The Plaintiffs seek to pay their talent agency commissions to the rightful talent agency or agencies. Demand has been made on the Plaintiffs by their former and current talent agencies to pay commissions on sums arising out of the same project(s). Defendant Creative Artists Agency claims it is entitled to receive commissions on sums received by Plaintiffs in connection with all engagements or projects entered into during the time CAA was Plaintiffs’ talent agency. Defendant William Morris Endeavor Entertainment asserts a right to a portion of the same commissions on the grounds that it is Plaintiffs’ current talent agency of record and that it is presently servicing the project(s) in connection with which Plaintiffs are being paid sums and for which commissions are presently being generated.
The Plaintiffs take no position with respect to which of the defendants are entitled to their agency commissions and simply wish to discharge their obligations through this Complaint In Interpleader.
From approximately October 2005 through February 2012, CAA was Nolan’s talent agency. In early March, WME became his talent agency of record and is currently his talent agency after Aloni was fired by CAA and jumped to WME. Both agencies had to have known that this would cause chaos with Nolan’s commissions. It always does. The two tenpercenteries can make good arguments why each is entitled to Nolan’s fees.

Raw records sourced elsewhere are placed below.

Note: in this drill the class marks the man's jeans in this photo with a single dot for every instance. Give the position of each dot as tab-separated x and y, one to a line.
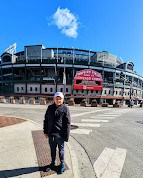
53	142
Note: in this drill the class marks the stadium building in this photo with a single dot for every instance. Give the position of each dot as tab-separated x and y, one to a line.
38	71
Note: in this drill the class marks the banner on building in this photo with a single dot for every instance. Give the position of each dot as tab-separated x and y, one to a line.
88	80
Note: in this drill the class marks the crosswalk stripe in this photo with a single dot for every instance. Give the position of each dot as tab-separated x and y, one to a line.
101	117
107	115
84	113
102	162
110	163
81	131
86	125
92	120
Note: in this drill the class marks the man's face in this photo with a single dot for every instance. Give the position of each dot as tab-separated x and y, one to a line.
58	100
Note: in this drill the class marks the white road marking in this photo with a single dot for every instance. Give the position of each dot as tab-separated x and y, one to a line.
86	125
102	162
110	163
101	117
84	113
108	115
81	131
92	120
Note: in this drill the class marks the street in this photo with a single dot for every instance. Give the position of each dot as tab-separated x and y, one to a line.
111	137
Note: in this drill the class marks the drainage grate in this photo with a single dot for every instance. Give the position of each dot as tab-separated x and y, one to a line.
139	122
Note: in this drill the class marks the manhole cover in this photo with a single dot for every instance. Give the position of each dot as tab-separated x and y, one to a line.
139	122
74	127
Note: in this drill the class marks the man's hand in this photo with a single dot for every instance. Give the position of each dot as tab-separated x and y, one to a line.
46	136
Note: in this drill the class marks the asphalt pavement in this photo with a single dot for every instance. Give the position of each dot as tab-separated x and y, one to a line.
107	142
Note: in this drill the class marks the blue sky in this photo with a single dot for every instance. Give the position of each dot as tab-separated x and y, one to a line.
114	25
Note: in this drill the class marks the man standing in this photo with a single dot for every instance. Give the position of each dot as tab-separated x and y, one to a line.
57	127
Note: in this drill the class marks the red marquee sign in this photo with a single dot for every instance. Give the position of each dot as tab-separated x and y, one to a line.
88	80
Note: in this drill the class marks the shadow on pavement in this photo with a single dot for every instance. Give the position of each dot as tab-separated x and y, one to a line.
27	170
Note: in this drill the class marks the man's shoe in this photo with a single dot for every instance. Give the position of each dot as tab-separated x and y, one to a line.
51	166
62	168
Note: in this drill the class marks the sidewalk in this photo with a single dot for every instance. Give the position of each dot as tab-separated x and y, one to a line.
20	153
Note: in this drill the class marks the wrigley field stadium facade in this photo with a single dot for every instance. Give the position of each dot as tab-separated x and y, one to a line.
38	71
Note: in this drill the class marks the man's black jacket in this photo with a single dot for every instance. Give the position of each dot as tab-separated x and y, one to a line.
57	121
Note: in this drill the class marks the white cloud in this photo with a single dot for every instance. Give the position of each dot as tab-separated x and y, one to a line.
65	21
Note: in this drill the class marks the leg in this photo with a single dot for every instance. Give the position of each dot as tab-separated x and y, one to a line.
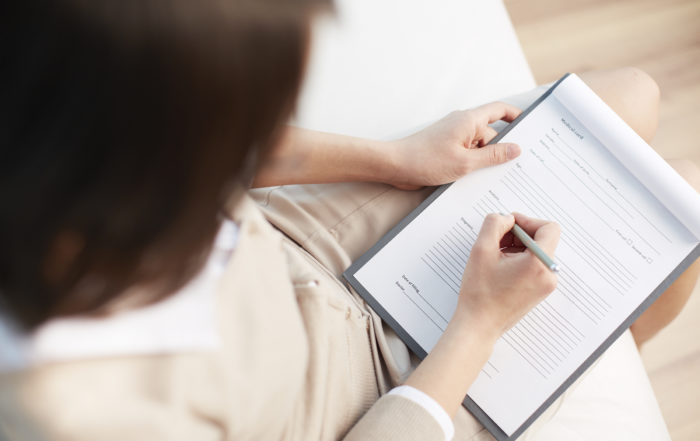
671	302
635	97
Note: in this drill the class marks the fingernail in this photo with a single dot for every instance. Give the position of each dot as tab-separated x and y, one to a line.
513	151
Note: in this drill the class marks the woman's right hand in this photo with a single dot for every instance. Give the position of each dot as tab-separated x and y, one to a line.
503	280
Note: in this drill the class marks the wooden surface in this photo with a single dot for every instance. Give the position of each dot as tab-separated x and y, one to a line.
661	37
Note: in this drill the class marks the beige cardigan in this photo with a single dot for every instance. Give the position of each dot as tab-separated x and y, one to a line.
300	359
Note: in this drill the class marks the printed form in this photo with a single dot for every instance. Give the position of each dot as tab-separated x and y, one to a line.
618	243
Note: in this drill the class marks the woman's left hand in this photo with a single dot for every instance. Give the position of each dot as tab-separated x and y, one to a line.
452	147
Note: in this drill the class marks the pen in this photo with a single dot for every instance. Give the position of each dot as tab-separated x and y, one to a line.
534	248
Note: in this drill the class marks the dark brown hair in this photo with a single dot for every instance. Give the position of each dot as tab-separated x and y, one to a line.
124	126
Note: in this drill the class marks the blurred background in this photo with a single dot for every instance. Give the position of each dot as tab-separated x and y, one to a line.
661	37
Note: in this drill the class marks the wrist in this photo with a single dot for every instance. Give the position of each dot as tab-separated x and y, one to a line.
475	326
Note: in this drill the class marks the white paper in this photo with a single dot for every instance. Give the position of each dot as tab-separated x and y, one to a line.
618	243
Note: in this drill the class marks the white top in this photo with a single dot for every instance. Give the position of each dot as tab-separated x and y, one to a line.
181	322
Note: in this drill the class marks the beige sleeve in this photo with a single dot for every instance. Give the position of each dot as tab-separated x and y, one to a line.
394	417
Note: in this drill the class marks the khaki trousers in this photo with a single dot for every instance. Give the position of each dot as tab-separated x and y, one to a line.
337	223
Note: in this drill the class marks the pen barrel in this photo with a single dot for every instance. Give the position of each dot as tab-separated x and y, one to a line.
531	245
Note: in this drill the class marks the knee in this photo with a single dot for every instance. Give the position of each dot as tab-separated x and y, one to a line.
641	99
632	94
688	170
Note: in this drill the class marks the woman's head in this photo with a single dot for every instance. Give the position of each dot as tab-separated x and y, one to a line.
124	126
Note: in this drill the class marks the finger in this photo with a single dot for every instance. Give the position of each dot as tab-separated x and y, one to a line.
498	111
493	154
545	233
486	134
493	229
547	237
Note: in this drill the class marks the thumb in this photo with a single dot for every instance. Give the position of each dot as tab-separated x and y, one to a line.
494	154
493	229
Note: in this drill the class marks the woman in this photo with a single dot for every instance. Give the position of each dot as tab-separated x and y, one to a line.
130	134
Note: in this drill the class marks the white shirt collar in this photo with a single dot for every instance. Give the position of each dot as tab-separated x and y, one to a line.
184	321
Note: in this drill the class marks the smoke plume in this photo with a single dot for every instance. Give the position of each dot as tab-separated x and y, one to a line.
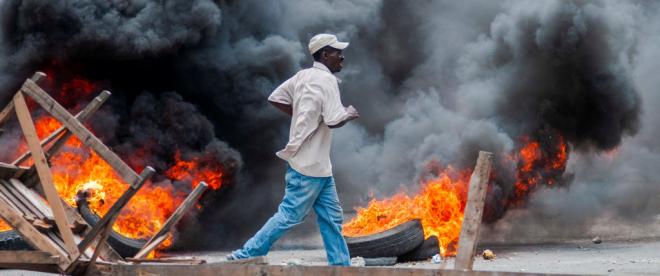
434	81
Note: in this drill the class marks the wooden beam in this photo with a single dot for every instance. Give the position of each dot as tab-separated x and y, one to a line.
467	241
6	112
100	245
9	171
82	116
160	236
188	260
30	234
27	257
45	175
87	138
113	212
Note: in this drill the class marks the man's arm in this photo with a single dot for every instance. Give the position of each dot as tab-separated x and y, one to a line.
352	114
283	107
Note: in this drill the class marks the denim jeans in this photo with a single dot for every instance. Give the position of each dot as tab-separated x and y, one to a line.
302	193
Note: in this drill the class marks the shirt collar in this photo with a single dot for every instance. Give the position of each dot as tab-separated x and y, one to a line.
322	66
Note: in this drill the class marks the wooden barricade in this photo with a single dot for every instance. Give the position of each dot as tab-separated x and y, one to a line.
467	241
61	239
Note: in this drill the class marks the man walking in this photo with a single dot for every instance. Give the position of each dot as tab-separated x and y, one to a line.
312	99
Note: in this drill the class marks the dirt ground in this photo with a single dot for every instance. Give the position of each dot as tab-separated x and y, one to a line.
636	257
614	257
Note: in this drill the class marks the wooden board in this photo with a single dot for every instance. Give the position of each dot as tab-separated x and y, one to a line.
25	256
467	241
9	170
85	136
63	133
6	113
30	234
45	175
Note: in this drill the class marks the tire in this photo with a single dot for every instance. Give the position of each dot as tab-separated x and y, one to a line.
124	246
11	240
390	243
382	261
424	251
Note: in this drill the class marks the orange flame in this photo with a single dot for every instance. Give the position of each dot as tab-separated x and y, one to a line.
78	168
539	165
196	171
439	205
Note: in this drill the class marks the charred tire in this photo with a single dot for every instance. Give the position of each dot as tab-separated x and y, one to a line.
424	251
382	261
11	240
390	243
124	246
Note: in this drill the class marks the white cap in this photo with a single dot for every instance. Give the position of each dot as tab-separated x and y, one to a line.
321	40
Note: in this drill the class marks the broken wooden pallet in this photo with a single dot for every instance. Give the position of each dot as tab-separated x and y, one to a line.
61	239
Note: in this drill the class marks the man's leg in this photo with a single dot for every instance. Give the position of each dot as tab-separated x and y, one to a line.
330	217
301	192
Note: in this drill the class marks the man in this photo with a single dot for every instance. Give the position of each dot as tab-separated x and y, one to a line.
312	99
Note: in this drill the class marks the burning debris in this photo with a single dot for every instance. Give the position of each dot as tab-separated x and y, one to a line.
539	84
52	228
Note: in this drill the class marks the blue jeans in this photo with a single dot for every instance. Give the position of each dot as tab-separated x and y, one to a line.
302	193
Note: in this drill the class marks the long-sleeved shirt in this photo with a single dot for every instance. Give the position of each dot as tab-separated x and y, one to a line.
313	94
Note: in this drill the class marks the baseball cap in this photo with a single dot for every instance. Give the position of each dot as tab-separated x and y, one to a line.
321	40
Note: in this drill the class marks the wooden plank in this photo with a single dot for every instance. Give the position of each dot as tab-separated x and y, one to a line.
8	110
100	245
6	195
160	236
8	170
87	138
33	198
113	212
29	257
72	214
18	199
82	116
45	176
190	261
467	241
30	234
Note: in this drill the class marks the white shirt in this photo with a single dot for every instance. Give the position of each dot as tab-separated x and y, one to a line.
313	93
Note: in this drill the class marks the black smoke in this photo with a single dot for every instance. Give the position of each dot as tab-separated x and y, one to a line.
433	81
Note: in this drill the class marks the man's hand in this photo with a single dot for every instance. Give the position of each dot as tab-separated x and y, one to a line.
352	114
283	107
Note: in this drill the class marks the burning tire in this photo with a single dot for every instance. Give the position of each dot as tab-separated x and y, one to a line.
424	251
11	240
124	246
390	243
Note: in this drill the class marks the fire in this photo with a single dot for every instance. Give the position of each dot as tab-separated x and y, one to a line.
196	170
441	201
539	165
439	205
77	168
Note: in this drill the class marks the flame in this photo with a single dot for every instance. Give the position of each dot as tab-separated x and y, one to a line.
439	205
441	201
195	170
76	168
539	165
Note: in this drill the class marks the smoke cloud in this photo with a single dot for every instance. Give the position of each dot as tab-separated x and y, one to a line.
434	81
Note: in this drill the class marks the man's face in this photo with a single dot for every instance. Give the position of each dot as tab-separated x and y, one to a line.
333	59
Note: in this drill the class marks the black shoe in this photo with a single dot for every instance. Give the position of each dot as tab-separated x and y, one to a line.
231	257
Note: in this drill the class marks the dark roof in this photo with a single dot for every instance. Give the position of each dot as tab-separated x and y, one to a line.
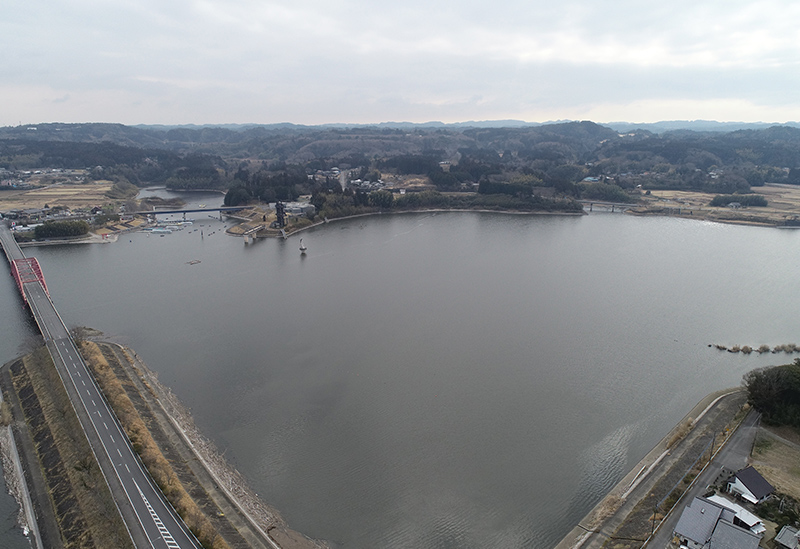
754	482
698	520
728	536
787	537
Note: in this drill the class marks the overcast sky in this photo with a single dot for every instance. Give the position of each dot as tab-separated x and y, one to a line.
360	61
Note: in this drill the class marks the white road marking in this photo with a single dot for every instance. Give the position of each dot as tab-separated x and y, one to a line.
165	535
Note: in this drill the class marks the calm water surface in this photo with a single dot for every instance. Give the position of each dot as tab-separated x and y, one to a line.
436	381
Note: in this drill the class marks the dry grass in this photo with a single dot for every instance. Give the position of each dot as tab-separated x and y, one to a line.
71	196
81	500
783	202
158	466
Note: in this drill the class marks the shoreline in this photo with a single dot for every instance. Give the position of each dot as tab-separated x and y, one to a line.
111	237
575	538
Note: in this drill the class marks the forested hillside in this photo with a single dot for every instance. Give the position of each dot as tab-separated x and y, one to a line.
572	159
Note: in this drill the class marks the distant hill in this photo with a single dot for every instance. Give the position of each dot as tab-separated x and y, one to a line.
693	125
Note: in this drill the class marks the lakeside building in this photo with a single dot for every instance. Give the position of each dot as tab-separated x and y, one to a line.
705	524
748	484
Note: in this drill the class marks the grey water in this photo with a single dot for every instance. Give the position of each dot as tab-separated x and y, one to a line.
435	380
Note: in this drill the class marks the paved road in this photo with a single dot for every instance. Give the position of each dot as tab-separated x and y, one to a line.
732	457
151	521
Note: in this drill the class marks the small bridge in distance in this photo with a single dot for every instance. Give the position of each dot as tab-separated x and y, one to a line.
27	270
618	206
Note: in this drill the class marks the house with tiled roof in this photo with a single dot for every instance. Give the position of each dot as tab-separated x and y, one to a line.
750	485
705	524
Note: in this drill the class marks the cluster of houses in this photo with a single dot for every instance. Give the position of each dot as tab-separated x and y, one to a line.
20	179
716	522
28	218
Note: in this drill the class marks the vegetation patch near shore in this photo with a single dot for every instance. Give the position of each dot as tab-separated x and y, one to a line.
84	509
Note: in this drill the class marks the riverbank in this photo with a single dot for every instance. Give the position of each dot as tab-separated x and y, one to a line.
608	514
56	482
238	230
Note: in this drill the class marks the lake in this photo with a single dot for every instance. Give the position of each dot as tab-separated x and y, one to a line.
435	380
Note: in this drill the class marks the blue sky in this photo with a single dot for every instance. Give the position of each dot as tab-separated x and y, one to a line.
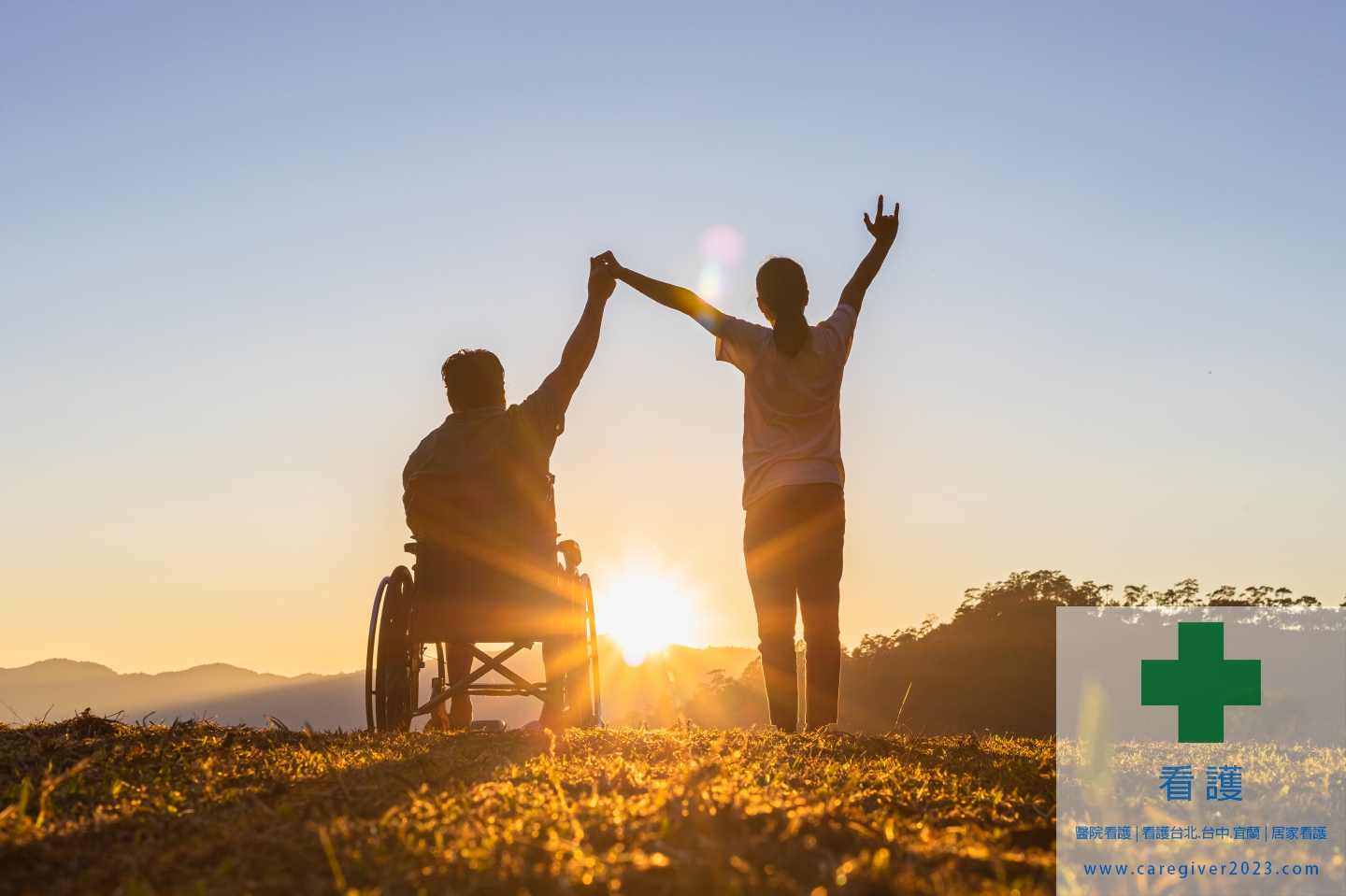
236	245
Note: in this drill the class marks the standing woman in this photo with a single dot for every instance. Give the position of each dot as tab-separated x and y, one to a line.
792	462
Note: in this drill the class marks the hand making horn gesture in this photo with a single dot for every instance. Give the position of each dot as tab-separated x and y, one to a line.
883	228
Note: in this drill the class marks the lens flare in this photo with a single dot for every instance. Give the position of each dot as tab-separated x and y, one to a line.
645	611
722	249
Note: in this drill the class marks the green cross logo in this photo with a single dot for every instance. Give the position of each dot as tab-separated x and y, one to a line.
1201	682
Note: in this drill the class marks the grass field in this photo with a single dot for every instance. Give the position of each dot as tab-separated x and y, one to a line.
93	806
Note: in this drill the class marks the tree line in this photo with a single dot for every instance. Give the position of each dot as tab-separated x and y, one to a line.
990	667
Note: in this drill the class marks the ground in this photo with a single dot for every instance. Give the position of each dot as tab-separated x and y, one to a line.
94	806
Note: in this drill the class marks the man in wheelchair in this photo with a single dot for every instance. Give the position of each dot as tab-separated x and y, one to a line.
480	504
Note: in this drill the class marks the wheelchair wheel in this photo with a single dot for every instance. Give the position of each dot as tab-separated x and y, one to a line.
397	657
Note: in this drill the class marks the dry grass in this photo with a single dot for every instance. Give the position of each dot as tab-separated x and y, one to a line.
89	806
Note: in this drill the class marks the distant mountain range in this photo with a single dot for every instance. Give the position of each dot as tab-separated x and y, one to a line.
229	694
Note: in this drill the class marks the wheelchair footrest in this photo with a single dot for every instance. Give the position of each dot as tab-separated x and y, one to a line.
502	689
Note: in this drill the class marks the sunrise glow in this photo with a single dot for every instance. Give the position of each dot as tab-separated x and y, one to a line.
645	610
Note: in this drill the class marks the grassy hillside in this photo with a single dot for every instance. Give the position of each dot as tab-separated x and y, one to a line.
92	806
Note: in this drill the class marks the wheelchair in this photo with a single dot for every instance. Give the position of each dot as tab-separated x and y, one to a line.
407	620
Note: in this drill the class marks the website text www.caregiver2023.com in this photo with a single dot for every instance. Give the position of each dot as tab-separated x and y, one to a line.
1198	869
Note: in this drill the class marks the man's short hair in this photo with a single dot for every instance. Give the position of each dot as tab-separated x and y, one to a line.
474	378
782	285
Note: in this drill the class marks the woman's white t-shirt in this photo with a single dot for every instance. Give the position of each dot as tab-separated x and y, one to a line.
792	406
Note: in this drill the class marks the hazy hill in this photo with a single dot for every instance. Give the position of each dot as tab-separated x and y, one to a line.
61	688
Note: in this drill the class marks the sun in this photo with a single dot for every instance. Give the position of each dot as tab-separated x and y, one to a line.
644	611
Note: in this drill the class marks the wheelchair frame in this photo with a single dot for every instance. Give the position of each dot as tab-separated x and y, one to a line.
394	657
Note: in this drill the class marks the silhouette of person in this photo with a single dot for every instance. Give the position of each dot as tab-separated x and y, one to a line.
478	499
795	525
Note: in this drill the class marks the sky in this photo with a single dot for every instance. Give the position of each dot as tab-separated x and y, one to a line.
236	244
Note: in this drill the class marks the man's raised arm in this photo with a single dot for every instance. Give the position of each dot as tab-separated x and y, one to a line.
583	342
884	230
666	293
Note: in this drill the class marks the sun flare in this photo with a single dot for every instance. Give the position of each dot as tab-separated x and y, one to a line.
644	611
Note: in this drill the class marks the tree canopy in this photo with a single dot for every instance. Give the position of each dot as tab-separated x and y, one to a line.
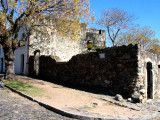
142	35
115	20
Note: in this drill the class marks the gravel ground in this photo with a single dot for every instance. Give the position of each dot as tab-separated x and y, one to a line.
14	107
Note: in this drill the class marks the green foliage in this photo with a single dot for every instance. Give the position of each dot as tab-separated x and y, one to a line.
24	87
140	35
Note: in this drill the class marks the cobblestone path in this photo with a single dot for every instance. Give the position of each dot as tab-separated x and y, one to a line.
19	108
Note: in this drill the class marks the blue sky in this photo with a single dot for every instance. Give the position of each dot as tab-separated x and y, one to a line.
147	12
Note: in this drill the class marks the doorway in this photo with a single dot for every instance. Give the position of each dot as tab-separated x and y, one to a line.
36	61
1	65
149	81
22	64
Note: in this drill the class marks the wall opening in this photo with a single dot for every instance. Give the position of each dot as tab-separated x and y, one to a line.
22	64
1	65
149	81
36	61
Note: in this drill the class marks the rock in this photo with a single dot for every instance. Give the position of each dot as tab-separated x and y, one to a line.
111	92
135	97
118	97
129	100
143	91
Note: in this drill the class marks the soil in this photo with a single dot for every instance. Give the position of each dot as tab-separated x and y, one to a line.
77	101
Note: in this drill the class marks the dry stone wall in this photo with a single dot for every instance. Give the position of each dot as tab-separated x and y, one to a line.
116	73
63	47
145	57
127	70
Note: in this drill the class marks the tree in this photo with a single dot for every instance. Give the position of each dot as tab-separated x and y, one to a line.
141	35
115	20
28	13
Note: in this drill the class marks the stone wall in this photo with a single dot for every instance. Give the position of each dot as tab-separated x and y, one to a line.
128	70
145	57
64	48
116	73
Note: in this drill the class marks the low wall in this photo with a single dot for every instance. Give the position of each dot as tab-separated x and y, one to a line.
116	73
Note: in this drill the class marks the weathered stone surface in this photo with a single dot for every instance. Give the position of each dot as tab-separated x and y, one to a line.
123	70
135	97
118	97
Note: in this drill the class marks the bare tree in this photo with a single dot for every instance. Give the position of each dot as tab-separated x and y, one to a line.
15	13
115	20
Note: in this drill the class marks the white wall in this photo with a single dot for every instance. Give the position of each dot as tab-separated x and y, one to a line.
2	56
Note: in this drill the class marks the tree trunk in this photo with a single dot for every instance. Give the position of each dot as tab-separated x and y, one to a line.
9	64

Plaintiffs are in possession of money which they have received from work performed on certain motion picture projects and for which they acknowledge should be paid out as agency commissions to WME and/or CAA. Defendants, and each of them, have made conflicting demands upon Plaintiffs to the Commissions as follows:
a. CAA asserts that it has a right to receive Commissions on sums received by the Plaintiffs in connection with all engagements or projects entered into during the time CAA was Plaintiffs’ talent agency.
b. WME asserts a right to a portion of the Commissions on the grounds that it is Plaintiffs’ current talent agency of record and that it is presently servicing the projects in connection with which Plaintiffs are being paid sums and for which the Commissions are presently being generated.
Plaintiffs cannot resolve the conflicting demands made upon them by WME and CAA without potentially exposing themselves to multiple liabilities or litigation or both. Plaintiffs are unable to determine to whom the Commissions should rightfully be delivered. Plaintiffs claim no interest in the Commissions. They are merely stakeholders of these Commissions and are ready and willing to deliver the Commissions to the party who is legally entitled to receive them.
Plaintiffs should not be compelled to become involved in the actual or potential disputes and contentions of Defendants with respect to the Commissions, and Defendants should be ordered to litigate and otherwise settle such disputes among themselves without involving
Thus, Plaintiffs bring this action to have the matter legally determined Plaintiffs have incurred costs and reasonable attorney’s fees in bringing this interpleader action and may continue to incur fees and costs until this matter is adjudicated with finality as to Plaintiffs’ obligations.
What Nolan et al are asking for is as follows:
That the Defendants and each of them be ordered to interplead and litigate their claims to the subject matter of this interpleader, and be restrained from initiating any other actions against Plaintiffs relating to the subject matter of this interpleader; That Plaintiffs be discharged from liability to the Defendants with respect to the interpleaded Commissions deposited with this court; That the Plaintiffs be awarded their actual court costs and reasonable attorney’s fees that the Plaintiffs have incurred in relation to this interpleader action to be paid from the date funds are deposited with the court.